Allied Capital provides long-term debt and equity capital for management and sponsor-led buyouts, and for recapitalizations, acquisitions and growth of middle market companies. Allied Capital's one-stop financing capabilities include first and second lien senior loans, unitranche debt, junior or subordinated debt and equity. Allied Capital seeks to invest in stable, less cyclical companies that produce significant free cash flow and high returns on invested capital. At March 31, 2008, the company's private finance portfolio included investments in 124 companies that generate aggregate revenues of over $13 billion and employ more than 98,000 people.

Allied Capital provides flexible, competitive debt and equity capital for management and sponsor-led buyouts, recapitalizations, acquisitions and growth of middle market companies. Allied Capital's seamless, one-stop financing capabilities include first and second lien senior loans, unitranche debt, junior or mezzanine debt and equity.

Headquartered in Washington, DC, Allied Capital offers shareholders the opportunity to participate in the private equity industry through an investment in the company's New York Stock Exchange-listed stock, which is traded under the symbol ALD. For more information, please visit www.alliedcapital.com, call Allied Capital investor relations toll-free at (888) 818-5298, or e-mail us at ir@alliedcapital.com.
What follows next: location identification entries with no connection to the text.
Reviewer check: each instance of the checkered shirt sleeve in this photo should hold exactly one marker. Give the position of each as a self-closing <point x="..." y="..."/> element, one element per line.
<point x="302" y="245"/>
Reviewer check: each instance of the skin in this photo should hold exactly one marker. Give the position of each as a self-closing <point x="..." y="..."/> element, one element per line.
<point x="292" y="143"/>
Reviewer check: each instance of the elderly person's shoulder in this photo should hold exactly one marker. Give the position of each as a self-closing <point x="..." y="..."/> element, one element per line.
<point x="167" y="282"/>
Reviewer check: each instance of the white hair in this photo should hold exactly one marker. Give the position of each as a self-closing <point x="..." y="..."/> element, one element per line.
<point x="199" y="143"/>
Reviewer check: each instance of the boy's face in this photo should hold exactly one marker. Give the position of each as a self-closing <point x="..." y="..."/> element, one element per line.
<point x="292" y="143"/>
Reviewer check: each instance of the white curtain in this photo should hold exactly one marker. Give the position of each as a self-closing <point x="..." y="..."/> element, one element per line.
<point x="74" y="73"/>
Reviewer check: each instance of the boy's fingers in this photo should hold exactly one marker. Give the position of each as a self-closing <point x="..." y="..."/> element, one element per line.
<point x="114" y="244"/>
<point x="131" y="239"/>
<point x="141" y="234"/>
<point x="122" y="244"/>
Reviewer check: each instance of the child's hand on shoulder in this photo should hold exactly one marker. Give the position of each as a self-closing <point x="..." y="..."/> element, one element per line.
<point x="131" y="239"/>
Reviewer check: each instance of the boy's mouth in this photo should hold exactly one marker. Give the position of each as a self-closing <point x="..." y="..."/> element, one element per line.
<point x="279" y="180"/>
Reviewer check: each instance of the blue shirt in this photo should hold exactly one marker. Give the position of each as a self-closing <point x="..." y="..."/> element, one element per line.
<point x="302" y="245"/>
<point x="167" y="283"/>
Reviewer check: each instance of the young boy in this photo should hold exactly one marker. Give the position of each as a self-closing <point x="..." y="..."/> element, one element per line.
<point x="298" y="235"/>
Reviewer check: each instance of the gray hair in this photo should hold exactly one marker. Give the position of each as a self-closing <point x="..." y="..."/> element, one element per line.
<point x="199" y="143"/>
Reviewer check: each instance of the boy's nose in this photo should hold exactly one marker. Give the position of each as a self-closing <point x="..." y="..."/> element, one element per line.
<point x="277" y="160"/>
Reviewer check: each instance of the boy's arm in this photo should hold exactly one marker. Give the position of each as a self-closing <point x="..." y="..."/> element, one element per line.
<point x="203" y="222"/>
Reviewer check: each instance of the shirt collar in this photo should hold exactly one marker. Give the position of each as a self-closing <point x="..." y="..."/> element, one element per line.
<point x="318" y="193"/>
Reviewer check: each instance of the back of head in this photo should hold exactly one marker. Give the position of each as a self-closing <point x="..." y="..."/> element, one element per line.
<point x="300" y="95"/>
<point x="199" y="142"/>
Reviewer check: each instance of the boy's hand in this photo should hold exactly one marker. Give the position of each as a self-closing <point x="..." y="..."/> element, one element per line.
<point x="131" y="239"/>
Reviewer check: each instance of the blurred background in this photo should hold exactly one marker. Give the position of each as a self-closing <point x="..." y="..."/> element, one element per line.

Forward-Looking Statements

The information contained in this press release contains forward-looking statements. These forward-looking statements are subject to the inherent uncertainties in predicting future results and conditions. Certain factors could cause actual results and conditions to differ materially from those projected in these forward-looking statements, and these factors are enumerated in Allied Capital's filings with the Securities and Exchange Commission. This press release should be read in conjunction with the company's recent SEC filings.